Eficácia define o Virar a Página. Para que a resposta social possa funcionar diariamente, precisa-se de organização e mobilização ágil, mesmo mediante todos os entraves. A crise de deslocados de guerra ucranianos veio sublinhar a característica única da associação.

A vasta afluência de cidadãos ucranianos na cidade de Braga aumentou o número de refeições a distribuir. No entanto, a “grande parte do sucesso do Virar a Página” vem do facto de este ser um recurso “descomplicado”, como assegura a coordenadora. Nesse aspeto, a persistência numa angariação de fundos para comprar o restaurante foi um fator fulcral para a solidez do projeto.
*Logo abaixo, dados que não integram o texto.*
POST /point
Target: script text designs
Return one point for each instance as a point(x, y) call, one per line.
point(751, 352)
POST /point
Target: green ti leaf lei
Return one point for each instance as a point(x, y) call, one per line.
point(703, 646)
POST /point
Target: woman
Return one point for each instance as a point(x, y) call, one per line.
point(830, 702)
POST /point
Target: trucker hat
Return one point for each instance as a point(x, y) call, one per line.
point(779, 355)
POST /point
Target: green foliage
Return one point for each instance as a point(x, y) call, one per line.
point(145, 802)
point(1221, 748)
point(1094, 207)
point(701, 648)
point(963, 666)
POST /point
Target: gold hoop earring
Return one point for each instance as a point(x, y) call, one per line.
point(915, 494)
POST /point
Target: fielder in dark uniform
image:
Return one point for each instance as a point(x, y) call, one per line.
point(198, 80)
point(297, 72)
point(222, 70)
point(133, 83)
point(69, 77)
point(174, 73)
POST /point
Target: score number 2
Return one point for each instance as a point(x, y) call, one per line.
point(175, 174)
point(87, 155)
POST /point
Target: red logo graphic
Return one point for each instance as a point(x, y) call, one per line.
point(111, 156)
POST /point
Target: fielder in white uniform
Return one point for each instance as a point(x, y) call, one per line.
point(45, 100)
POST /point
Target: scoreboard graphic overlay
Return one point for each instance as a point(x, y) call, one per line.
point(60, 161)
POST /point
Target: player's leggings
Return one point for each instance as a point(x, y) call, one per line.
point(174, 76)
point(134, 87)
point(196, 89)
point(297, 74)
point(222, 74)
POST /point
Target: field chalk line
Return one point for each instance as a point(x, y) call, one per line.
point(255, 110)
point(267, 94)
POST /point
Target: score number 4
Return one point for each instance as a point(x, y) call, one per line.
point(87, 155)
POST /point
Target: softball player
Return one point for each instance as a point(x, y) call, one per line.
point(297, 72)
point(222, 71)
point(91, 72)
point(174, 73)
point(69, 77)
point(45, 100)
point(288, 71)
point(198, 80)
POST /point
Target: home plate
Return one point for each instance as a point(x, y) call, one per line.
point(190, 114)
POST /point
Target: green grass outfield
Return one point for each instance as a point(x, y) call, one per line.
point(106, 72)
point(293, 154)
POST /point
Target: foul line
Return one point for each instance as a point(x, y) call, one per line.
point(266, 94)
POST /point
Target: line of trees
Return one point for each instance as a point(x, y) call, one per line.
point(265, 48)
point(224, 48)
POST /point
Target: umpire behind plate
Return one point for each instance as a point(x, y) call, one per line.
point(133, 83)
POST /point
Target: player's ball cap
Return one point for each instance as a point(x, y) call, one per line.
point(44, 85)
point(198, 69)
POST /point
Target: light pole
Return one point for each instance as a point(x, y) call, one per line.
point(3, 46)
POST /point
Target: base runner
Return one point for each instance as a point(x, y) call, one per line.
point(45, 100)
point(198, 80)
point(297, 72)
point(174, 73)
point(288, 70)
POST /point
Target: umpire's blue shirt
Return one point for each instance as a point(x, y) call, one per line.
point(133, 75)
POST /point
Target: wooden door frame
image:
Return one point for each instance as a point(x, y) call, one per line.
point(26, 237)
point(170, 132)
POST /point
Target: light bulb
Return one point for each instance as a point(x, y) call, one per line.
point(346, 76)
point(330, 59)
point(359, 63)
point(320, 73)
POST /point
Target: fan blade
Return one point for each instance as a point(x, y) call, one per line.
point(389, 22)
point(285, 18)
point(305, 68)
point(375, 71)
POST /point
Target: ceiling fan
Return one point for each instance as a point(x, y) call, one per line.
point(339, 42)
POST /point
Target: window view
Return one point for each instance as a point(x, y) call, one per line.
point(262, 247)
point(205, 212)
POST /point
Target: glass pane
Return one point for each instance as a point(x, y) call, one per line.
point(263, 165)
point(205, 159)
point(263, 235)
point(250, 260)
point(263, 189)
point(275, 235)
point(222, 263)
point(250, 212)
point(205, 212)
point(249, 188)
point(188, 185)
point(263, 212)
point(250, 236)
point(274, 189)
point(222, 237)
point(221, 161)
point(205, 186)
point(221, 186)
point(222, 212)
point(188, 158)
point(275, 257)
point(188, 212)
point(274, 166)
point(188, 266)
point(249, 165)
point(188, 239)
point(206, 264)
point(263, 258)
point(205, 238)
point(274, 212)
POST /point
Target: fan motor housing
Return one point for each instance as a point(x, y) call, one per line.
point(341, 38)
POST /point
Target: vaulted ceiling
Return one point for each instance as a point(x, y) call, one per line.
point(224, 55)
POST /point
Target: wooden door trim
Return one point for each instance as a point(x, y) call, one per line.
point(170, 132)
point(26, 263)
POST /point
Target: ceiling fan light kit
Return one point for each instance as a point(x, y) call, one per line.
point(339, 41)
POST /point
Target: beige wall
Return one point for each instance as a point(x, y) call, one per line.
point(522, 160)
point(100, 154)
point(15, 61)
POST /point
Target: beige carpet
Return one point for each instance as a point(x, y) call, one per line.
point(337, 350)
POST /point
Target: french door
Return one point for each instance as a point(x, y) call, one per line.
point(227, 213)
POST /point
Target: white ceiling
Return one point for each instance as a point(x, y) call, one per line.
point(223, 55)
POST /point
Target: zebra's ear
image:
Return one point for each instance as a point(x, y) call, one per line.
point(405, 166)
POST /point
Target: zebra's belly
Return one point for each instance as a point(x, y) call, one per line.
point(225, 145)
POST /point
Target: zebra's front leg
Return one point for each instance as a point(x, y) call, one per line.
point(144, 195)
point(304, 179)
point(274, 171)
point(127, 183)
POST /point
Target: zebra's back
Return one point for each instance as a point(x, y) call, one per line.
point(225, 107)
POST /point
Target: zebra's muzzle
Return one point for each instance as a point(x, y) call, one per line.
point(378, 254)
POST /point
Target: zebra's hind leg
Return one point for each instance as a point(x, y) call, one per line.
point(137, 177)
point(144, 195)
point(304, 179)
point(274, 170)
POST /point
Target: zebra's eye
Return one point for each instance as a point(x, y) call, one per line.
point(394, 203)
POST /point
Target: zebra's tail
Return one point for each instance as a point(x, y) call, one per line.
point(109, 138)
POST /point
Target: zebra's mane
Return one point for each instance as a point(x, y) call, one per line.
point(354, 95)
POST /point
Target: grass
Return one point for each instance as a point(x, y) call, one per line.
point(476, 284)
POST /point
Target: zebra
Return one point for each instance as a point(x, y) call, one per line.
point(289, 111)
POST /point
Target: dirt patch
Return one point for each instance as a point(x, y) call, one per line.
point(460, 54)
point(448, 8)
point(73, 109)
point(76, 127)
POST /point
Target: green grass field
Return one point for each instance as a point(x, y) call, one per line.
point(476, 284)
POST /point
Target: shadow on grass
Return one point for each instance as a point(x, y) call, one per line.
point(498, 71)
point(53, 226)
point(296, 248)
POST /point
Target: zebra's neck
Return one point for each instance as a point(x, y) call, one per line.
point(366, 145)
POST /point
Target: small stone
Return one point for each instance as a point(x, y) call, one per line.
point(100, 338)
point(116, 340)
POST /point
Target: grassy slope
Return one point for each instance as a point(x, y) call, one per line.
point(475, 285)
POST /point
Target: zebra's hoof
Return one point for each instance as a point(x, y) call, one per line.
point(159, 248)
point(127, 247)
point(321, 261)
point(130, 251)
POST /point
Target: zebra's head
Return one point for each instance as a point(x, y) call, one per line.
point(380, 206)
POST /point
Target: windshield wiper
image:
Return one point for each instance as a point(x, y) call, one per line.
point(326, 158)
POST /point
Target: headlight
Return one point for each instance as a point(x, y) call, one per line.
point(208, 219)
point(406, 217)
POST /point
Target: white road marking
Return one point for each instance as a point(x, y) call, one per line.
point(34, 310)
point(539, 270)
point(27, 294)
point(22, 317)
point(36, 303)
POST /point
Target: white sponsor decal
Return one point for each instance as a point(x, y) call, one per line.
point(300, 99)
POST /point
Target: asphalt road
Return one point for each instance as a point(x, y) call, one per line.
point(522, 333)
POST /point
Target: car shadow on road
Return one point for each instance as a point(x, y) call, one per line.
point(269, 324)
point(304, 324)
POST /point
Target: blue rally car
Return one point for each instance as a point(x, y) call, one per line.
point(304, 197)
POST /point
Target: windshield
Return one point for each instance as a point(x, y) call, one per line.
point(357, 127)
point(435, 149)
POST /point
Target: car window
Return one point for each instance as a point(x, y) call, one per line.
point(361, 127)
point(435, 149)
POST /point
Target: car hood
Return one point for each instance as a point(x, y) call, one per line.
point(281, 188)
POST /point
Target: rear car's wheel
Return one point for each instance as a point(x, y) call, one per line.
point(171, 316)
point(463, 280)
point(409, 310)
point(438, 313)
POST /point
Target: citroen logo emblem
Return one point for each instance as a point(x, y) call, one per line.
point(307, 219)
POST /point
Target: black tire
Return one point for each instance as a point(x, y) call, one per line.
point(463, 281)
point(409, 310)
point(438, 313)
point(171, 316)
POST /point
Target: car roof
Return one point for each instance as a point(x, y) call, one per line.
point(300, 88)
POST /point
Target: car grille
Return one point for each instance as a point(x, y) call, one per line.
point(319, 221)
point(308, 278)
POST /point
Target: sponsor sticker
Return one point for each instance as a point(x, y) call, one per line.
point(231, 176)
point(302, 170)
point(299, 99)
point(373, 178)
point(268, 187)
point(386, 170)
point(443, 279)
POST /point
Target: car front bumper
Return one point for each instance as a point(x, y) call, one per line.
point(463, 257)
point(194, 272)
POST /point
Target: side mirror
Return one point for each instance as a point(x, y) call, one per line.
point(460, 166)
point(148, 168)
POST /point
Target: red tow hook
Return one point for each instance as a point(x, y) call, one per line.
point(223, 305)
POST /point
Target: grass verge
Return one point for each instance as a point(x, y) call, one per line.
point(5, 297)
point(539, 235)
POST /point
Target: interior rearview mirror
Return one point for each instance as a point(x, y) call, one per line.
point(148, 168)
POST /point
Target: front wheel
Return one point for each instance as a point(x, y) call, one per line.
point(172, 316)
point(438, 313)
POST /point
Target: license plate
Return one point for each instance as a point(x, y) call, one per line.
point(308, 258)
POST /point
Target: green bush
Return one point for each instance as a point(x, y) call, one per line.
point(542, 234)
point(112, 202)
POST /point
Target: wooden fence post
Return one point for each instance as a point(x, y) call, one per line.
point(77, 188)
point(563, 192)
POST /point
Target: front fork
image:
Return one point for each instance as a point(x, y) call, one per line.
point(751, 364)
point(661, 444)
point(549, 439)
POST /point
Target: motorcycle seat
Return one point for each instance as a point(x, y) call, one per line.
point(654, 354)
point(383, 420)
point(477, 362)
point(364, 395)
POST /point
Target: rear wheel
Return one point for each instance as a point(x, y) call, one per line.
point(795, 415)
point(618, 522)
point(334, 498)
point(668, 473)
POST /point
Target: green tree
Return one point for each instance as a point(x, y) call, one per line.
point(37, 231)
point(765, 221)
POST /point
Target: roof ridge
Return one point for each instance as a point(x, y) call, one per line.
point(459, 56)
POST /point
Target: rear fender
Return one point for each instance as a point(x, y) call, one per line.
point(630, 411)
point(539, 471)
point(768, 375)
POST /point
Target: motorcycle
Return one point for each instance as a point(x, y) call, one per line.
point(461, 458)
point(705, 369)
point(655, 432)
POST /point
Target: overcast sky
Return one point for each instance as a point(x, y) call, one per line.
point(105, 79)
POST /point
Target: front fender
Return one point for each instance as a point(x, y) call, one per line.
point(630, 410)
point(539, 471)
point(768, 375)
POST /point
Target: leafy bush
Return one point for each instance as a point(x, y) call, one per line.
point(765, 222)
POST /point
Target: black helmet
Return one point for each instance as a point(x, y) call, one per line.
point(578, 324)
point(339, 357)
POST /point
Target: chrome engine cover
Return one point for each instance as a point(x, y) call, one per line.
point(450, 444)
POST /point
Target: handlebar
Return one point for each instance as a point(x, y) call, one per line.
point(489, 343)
Helena Pina Vaz expõe o pior cenário: “se de repente o espaço fosse comprado por outra pessoa e tivéssemos de sair…”. Assim, ajudar os beneficiários portugueses e os deslocados de guerra que aqui se dirigem só é possível porque a associação “teimou” em possuir instalações particulares. A distinção designa-se pela prontidão, porque confecionando “dez ou mil” refeições, no Virar a Página existe sempre uma solução para todos.

A entreajuda é um pilar “fundamental” na construção desta associação. Consoante as realidades que se vão conhecendo de cada beneficiário, o Virar a Página está também pronto a suprir necessidades para além das alimentares. Encontrar empregos ou distribuir roupa e mobiliário são tarefas que passam a ser fáceis, tendo um grupo de voluntários bastante vasto. Mas mesmo quando não há possibilidade de “dar uma mãozinha”, Helena Pina Vaz refere que há outras portas para bater. Recentemente, o Virar a Página estabeleceu uma rede de parcerias em que, mediante uma ação articulada, diferentes organizações trabalham de mãos dadas. “E essa deve ser, de facto, não só a forma de viver em sociedade”, mas também de estar no campo de apoio social. Na cozinha, a filosofia é a mesma. Entre tachos e panelas, brotam laços humanitários que se expandem e voam até à rua, até à comunidade.